活動報告

金融アセスだより(第128回)

地銀の現状と再編

最近、地方銀行の経営統合のニュースが目につきます。大阪の関西アーバン銀行、近畿大阪銀行と兵庫県のみなと銀行の経営統合。三重県の三重銀行と第三銀行の統合。そして、新潟県の第四銀行と北越銀行の経営統合も発表されました。なぜ、地銀の再編が加速しているのでしょうか。

考えられる1点目は、地方経済の失速が挙げられます。地方に本拠地を置く地銀は貸し出しが伸びず、なかなか利益が上げられなくなってきているのです。

2点目が、日銀のマイナス金利政策の影響です。銀行は貸し出しに回さないお金を日銀に預けますが、そのお金に日銀がペナルティーを科すというのがこの政策のポイントです。お金を日銀に預けず企業などに貸し出すよう誘導すれば、世の中にお金が回り、経済が盛り上がるというのが日銀の描いたシナリオですが、実際には銀行は貸し出すところがなく、マイナス金利の影響をまともに被っている現状があります。

生き残りをかけて

3点目は、地元重視の経営姿勢を金融庁が後押ししていることです。収益の減った地銀は地元のトップクラス同士で合併・統合し、その地域のトップシェア確保を目指すわけです。

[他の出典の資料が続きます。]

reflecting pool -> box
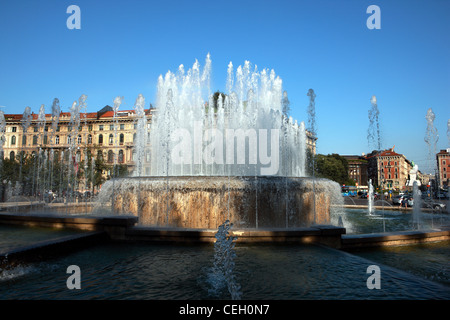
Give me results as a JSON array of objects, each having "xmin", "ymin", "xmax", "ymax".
[{"xmin": 0, "ymin": 244, "xmax": 450, "ymax": 300}]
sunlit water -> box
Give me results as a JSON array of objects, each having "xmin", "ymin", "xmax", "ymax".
[
  {"xmin": 0, "ymin": 209, "xmax": 450, "ymax": 300},
  {"xmin": 0, "ymin": 244, "xmax": 450, "ymax": 300},
  {"xmin": 0, "ymin": 224, "xmax": 88, "ymax": 253},
  {"xmin": 341, "ymin": 209, "xmax": 450, "ymax": 234}
]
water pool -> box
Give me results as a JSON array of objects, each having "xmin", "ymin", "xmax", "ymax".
[
  {"xmin": 0, "ymin": 244, "xmax": 450, "ymax": 300},
  {"xmin": 341, "ymin": 208, "xmax": 450, "ymax": 234},
  {"xmin": 0, "ymin": 224, "xmax": 89, "ymax": 253}
]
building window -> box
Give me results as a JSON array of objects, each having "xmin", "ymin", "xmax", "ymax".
[{"xmin": 108, "ymin": 150, "xmax": 114, "ymax": 163}]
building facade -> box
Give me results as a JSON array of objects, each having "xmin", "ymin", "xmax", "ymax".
[
  {"xmin": 342, "ymin": 155, "xmax": 369, "ymax": 187},
  {"xmin": 3, "ymin": 106, "xmax": 151, "ymax": 175}
]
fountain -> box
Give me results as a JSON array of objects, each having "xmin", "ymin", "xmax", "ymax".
[
  {"xmin": 0, "ymin": 56, "xmax": 450, "ymax": 302},
  {"xmin": 100, "ymin": 54, "xmax": 340, "ymax": 229}
]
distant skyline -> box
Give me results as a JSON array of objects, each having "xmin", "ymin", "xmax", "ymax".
[{"xmin": 0, "ymin": 0, "xmax": 450, "ymax": 172}]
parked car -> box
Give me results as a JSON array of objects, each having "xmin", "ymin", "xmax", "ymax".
[
  {"xmin": 400, "ymin": 195, "xmax": 414, "ymax": 207},
  {"xmin": 436, "ymin": 192, "xmax": 448, "ymax": 200},
  {"xmin": 392, "ymin": 194, "xmax": 408, "ymax": 205},
  {"xmin": 422, "ymin": 199, "xmax": 447, "ymax": 211}
]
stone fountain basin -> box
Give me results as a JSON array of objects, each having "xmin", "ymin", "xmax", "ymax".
[{"xmin": 102, "ymin": 176, "xmax": 340, "ymax": 229}]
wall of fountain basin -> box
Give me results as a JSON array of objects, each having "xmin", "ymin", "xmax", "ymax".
[{"xmin": 102, "ymin": 176, "xmax": 340, "ymax": 229}]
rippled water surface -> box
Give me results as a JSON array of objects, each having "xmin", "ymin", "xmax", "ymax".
[{"xmin": 0, "ymin": 244, "xmax": 450, "ymax": 300}]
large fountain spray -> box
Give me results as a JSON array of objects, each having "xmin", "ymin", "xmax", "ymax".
[
  {"xmin": 144, "ymin": 55, "xmax": 305, "ymax": 177},
  {"xmin": 100, "ymin": 55, "xmax": 340, "ymax": 228},
  {"xmin": 367, "ymin": 96, "xmax": 381, "ymax": 150}
]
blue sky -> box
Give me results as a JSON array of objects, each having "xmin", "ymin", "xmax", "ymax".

この場合、競争が実質的に制限されるので、公正取引委員会から待ったがかかることもあります。また、メガバンク主導の再編という形態もあります。

貸出基準の厳格化

今後も進む地銀の再編において、経営者が注意すべき点は貸出基準の厳格化です。それにより、従来通りに借入を繰り返すことが難しくなる可能性があります。統合する銀行の複数から借入をしている場合は、シェア調整ということで借入の部分返済を迫られることも想定すべきです。

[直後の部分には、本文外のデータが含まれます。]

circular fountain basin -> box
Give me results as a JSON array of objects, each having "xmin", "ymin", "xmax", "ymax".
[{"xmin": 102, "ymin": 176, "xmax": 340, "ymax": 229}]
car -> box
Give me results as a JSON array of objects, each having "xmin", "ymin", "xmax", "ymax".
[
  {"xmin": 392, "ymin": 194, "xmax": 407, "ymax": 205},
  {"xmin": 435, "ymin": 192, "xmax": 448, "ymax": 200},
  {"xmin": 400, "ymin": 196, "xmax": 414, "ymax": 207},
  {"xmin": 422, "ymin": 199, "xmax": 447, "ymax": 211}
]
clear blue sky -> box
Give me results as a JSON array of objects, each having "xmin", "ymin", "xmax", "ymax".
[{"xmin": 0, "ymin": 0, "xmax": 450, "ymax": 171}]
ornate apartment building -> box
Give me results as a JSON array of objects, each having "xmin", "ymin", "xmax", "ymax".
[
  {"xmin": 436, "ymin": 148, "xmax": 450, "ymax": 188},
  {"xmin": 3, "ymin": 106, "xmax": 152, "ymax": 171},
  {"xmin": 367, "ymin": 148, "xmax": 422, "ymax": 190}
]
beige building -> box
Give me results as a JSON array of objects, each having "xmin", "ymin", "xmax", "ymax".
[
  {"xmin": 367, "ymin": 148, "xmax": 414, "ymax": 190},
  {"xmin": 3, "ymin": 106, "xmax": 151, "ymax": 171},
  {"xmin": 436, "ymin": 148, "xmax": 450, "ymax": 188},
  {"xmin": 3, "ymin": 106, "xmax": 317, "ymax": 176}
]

いずれにしても、自社の取引している金融機関をどう位置づけるのか、どのように付き合っていくのかを再認識する必要があります。具体的には、現状のメインバンクと位置づけている金融機関と情報交換をし、互いの今後の展開を把握しておくべきでしょう。そのためにも経営指針を金融機関にも開示し、自社のビジョンをしっかりと語ることが重要といえます。